Gmail eats Python

Marko Rauhamaa marko at pacujo.net
Sun Jul 26 04:35:46 EDT 2015


Rustom Mody <rustompmody at gmail.com>:

> Emacs 'tries to be everything' in exactly the same way that a 'general
> purpose programming language' is too general and by pretending to
> solve all problems actually solves none (until you hire a programmer).

Emacs isn't too general. It's just right.

> Problem with emacs (culture) is that its aficionados assume that a
> superb conceptual design trumps technological relevance,

It's relevant to me every day, for business and pleasure.

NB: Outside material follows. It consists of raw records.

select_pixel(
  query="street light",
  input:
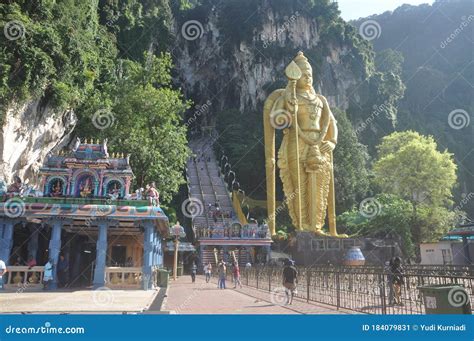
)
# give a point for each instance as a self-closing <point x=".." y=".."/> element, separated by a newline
<point x="178" y="232"/>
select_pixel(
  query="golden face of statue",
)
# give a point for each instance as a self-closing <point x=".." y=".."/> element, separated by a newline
<point x="306" y="80"/>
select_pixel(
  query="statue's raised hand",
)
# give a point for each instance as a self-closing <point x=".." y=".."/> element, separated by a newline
<point x="327" y="146"/>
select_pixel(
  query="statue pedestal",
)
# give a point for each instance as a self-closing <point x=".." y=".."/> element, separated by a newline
<point x="311" y="249"/>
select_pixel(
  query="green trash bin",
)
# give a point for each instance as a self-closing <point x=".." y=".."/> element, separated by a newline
<point x="445" y="299"/>
<point x="163" y="277"/>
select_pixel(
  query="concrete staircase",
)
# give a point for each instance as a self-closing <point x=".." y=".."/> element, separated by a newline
<point x="207" y="186"/>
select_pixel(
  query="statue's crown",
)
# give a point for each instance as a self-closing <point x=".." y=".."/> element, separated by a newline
<point x="302" y="61"/>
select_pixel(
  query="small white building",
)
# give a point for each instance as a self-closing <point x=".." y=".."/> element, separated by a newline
<point x="439" y="253"/>
<point x="447" y="252"/>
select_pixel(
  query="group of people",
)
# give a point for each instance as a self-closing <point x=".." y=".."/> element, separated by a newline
<point x="395" y="280"/>
<point x="222" y="273"/>
<point x="48" y="272"/>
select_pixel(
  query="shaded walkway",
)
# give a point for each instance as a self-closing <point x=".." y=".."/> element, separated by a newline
<point x="200" y="297"/>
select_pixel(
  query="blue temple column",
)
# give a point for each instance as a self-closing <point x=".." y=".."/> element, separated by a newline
<point x="101" y="254"/>
<point x="154" y="254"/>
<point x="159" y="250"/>
<point x="225" y="251"/>
<point x="268" y="250"/>
<point x="147" y="255"/>
<point x="6" y="242"/>
<point x="54" y="249"/>
<point x="33" y="241"/>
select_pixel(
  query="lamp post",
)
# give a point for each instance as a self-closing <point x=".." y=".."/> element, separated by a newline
<point x="178" y="232"/>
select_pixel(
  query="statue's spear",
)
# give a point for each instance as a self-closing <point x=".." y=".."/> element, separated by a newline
<point x="293" y="73"/>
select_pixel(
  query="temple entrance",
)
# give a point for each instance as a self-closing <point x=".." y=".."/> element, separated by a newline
<point x="27" y="245"/>
<point x="81" y="261"/>
<point x="119" y="255"/>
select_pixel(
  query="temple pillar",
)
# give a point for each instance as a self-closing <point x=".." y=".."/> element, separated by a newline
<point x="268" y="250"/>
<point x="6" y="242"/>
<point x="201" y="256"/>
<point x="225" y="255"/>
<point x="33" y="241"/>
<point x="101" y="252"/>
<point x="465" y="246"/>
<point x="153" y="256"/>
<point x="159" y="250"/>
<point x="249" y="254"/>
<point x="147" y="255"/>
<point x="54" y="249"/>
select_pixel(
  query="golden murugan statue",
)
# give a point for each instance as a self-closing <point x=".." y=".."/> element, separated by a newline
<point x="305" y="156"/>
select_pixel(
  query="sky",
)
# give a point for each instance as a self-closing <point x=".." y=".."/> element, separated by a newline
<point x="354" y="9"/>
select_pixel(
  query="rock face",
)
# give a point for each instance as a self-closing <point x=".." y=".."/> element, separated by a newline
<point x="242" y="76"/>
<point x="30" y="131"/>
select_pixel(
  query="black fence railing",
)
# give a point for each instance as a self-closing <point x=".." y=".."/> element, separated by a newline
<point x="363" y="289"/>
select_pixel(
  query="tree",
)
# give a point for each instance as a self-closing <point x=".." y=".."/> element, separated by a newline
<point x="145" y="121"/>
<point x="410" y="166"/>
<point x="350" y="165"/>
<point x="392" y="219"/>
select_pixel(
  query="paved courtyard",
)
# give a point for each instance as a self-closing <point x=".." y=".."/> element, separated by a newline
<point x="79" y="301"/>
<point x="200" y="297"/>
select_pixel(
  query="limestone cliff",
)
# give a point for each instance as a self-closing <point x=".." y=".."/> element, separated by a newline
<point x="29" y="132"/>
<point x="240" y="74"/>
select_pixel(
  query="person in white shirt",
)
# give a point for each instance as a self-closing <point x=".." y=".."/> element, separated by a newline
<point x="208" y="271"/>
<point x="3" y="271"/>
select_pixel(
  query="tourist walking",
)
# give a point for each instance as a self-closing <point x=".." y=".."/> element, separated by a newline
<point x="236" y="275"/>
<point x="221" y="268"/>
<point x="3" y="271"/>
<point x="397" y="280"/>
<point x="63" y="269"/>
<point x="208" y="272"/>
<point x="193" y="272"/>
<point x="48" y="274"/>
<point x="290" y="279"/>
<point x="388" y="270"/>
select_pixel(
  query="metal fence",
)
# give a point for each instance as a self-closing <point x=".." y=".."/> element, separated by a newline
<point x="363" y="289"/>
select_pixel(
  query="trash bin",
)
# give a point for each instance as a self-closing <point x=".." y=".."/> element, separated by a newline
<point x="163" y="277"/>
<point x="445" y="299"/>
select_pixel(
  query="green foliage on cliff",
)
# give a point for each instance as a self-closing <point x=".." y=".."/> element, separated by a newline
<point x="417" y="182"/>
<point x="55" y="50"/>
<point x="433" y="42"/>
<point x="87" y="55"/>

> [Did you notice that you used the locutions 'M-$', 'M-x'? What sense
> does this 80s terminology make to an emacs uninitiate in 2015?

They can be initiated in mere seconds to that esoteric knowledge.

> From seeing my 20-year-olf students suffer all this

What do your students suffer from? The beauty of the matter is that they
can use any editor they like. They don't have to like or use emacs.

(In some shops you actually virtually *have* to use Eclipse or Visual
Studio or the some such thing. That *is* painful.)

> combined with the hopelessness of convincing the emacs folks that we
> are in 2015, not 1980,

What do you need to convince emacs folks about? Emacs isn't perfect at
everything, but the emacs developers have kept it admirably up to date.
It has been following the quirks of Java, git and MS Exchange even if it
has been an uphill battle.

> I conclude this is a losing battle

What would you like to achieve, exactly?